Deep Learning for 3D Point Clouds: A Survey

二、背景

三、 3D shape classification

Multi-view based : project an unstructured point cloud into 2D images.【基于多视：将非结构化的点云投影到二维图像中。】
Volumetric-based: convert a point cloud into a 3D volumetric representation. well-established 2D or 3D convolutional networks are leveraged to achieve shape classification.【基于体积：将点云转换为三维体积表示。利用成熟的二维或三维卷积网络来实现形状分类。】
Point-based: do not introduce explicit information loss.【基于点：不引入明确的信息损失】

3.1 Multi-view based Methods(project 3D shape into multi-views and extract view-wise features)【多视】

MVCNN: max-pooling, only retains maximum elements.【采用最大池化，仅保留最大特征】
MHBN: integrate local conv features by bilinear pooling -> compact global descriptor.【通过双线性池化整合局部的卷积特征】
a relation network to exploit inter-relationship over a group views -> discriminative 3D object representation.
View-GCN: multi views as graph nodes. Core layer composing of local graph convolution. Graph apply non-local message passing and selective view-sampling.【将“多视”视为图节点，核心层由局部图卷积组成。应用非局部的信息传递和选择性的视图采样。】

3.2 Volumetric-based Methods(point cloud => 3D grids)【3D点云->3D网格】

VoxNet: volumetric occupancy network to achieve robust 3D object recognition.【volumetric occupancy网络来实现强大的三维物体识别。】
3D ShapeNets: conv deep belief-based network to learn distributions of points from various 3D shapes.【基于信念的深度网络学习各种三维形状的点的分布情况。】
OctNet: 1st hierarchically partition point cloud using a hybrid grid-octree structure.
Represent the scene with several shallow octrees along a regular grid.
Octree-based CNN: The average normal vectors(法向量) are fed into the network, and 3D CNN is applied on the octants. 【八叉树】

OctNet requires much less memory and runtime for high-resolution point clouds.【对于高分辨率的点云，八叉树需要更少的内存并且更快。】
PointGrid: Integrate point and grid represent for efficient point cloud processing. Use 3D Conv to extract features by sampling from each embedding volumetric grid cell.【整合点和网格来实现高效的点云处理。使用3D Conv从每个嵌入的体积网格单元取样来提取特征。】
Ben-Shabat: input point cloud -> 3D grids -> 3D modified Fisher Vector (3DmFV). Use CNN learn global representation.【point cloud -> 3D grids -> 3D modified Fisher Vector 】

3.3 Point-based Methods

Depending the network architecture used for the feature learning of each point.

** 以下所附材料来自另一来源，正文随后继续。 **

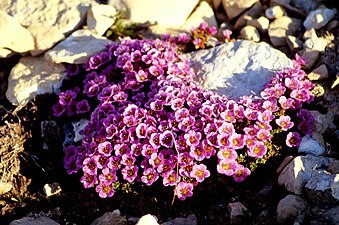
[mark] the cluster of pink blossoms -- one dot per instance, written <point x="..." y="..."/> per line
<point x="151" y="122"/>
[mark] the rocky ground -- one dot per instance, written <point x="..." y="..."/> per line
<point x="300" y="187"/>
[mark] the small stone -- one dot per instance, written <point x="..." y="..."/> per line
<point x="77" y="48"/>
<point x="250" y="33"/>
<point x="13" y="35"/>
<point x="52" y="189"/>
<point x="235" y="8"/>
<point x="318" y="18"/>
<point x="274" y="12"/>
<point x="261" y="23"/>
<point x="100" y="18"/>
<point x="319" y="73"/>
<point x="294" y="43"/>
<point x="290" y="208"/>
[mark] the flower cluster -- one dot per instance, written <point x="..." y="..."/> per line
<point x="152" y="122"/>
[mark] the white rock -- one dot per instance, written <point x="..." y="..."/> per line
<point x="309" y="145"/>
<point x="148" y="220"/>
<point x="44" y="38"/>
<point x="66" y="15"/>
<point x="318" y="18"/>
<point x="77" y="127"/>
<point x="235" y="8"/>
<point x="32" y="76"/>
<point x="52" y="189"/>
<point x="160" y="11"/>
<point x="237" y="68"/>
<point x="13" y="35"/>
<point x="100" y="18"/>
<point x="296" y="174"/>
<point x="290" y="208"/>
<point x="203" y="13"/>
<point x="77" y="48"/>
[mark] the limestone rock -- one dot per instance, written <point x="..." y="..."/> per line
<point x="296" y="174"/>
<point x="250" y="33"/>
<point x="66" y="15"/>
<point x="309" y="145"/>
<point x="291" y="209"/>
<point x="44" y="38"/>
<point x="77" y="48"/>
<point x="319" y="73"/>
<point x="318" y="18"/>
<point x="237" y="68"/>
<point x="282" y="27"/>
<point x="13" y="35"/>
<point x="234" y="8"/>
<point x="203" y="13"/>
<point x="100" y="18"/>
<point x="34" y="221"/>
<point x="159" y="11"/>
<point x="32" y="76"/>
<point x="111" y="218"/>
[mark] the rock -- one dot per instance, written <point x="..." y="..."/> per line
<point x="34" y="221"/>
<point x="13" y="35"/>
<point x="260" y="23"/>
<point x="203" y="13"/>
<point x="306" y="5"/>
<point x="291" y="209"/>
<point x="309" y="145"/>
<point x="32" y="76"/>
<point x="66" y="15"/>
<point x="299" y="171"/>
<point x="322" y="122"/>
<point x="239" y="214"/>
<point x="294" y="43"/>
<point x="189" y="220"/>
<point x="44" y="38"/>
<point x="235" y="8"/>
<point x="52" y="189"/>
<point x="274" y="12"/>
<point x="318" y="18"/>
<point x="148" y="220"/>
<point x="5" y="187"/>
<point x="250" y="33"/>
<point x="319" y="73"/>
<point x="100" y="18"/>
<point x="77" y="48"/>
<point x="253" y="12"/>
<point x="322" y="187"/>
<point x="237" y="68"/>
<point x="111" y="218"/>
<point x="282" y="27"/>
<point x="153" y="11"/>
<point x="77" y="127"/>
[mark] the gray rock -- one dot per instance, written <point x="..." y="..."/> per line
<point x="237" y="68"/>
<point x="235" y="8"/>
<point x="66" y="15"/>
<point x="189" y="220"/>
<point x="318" y="18"/>
<point x="291" y="209"/>
<point x="100" y="18"/>
<point x="34" y="221"/>
<point x="77" y="48"/>
<point x="111" y="218"/>
<point x="13" y="35"/>
<point x="309" y="145"/>
<point x="280" y="28"/>
<point x="296" y="174"/>
<point x="32" y="76"/>
<point x="239" y="214"/>
<point x="322" y="187"/>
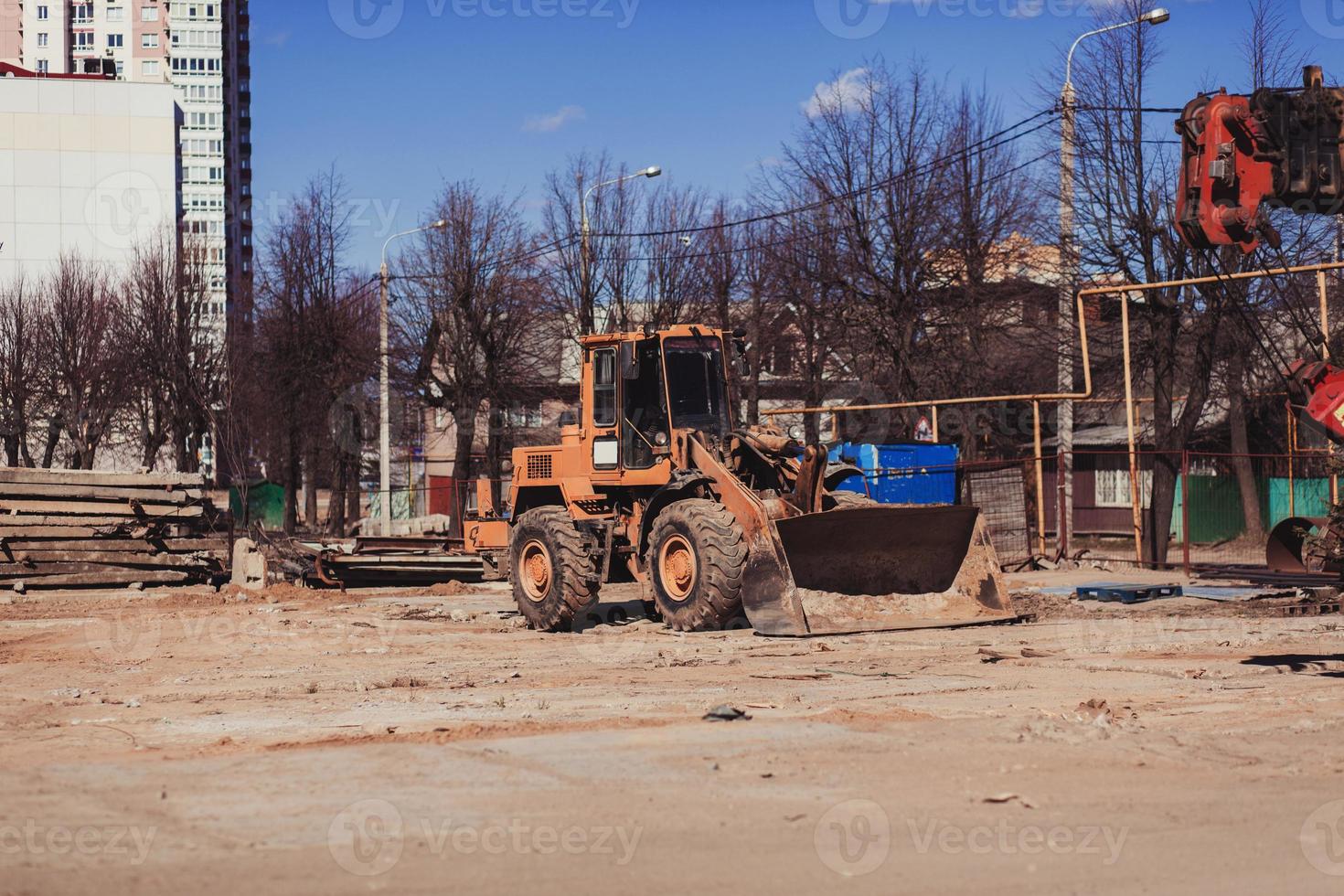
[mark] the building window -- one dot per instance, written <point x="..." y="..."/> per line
<point x="1112" y="489"/>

3.3.1 Pointwise MLP Methods

Pointwise MLP Methods model each point independently with several shared Multi-Layer Perceptrons (MLPs) and then aggregate a global feature using a symmetric aggregation function.

PointNet: take point cloud as input achieve permutation invariance using a symmetric function. (ad: Typical deep learning methods for 2D images cannot be directly applied to 3D point clouds due to their inherent data irregularities)
Deep Sets: achieve permutation invariance by summing all representations up and applying nonlinear transformations.
PointNet++: (features learned independently from each point, the local structure between points is ignored.) its hierarchy is composed of 3 layers: the sampling layer, the grouping layer, the PointNet based learning layer. Learn features from local geometric structure and layer by layer.
MoNet: similar to PointNet, but take a finite set of moments as input.
Point Attention Transformers: (a. represent each point by its own position and neighbor’s relative positions. (b. learn high dimensional features by MLPs.
Group Shuffle Attention: capture relations between points. Use a permutation invariance, differentiable and trainable end2end Gumbel Subset Sampling (GSS) layer to learn hierarchy features.
PointWeb: improve point features from context of local neighborhood using Adaptive Feature Adjustment (AFA).
Structural Relational Network: learn structural relational features between local structures using MLPs.
SRINet: (a. project a point cloud to obtain rotation invariance representations. (b. extract a global feature using a PointNet-based backbone. (c. extract local features using a graph-based aggregation.
PointASNL: (a. utilize an Adaptive Sampling (AS) module to adjust the coordinates and features. (b. propose a local-non-local (L-NL) module to capture the dependencies of sampled points.
JUSTLOOKUP: set a lookup table for input and function spaces learned by PointNet to accelerate the inference process.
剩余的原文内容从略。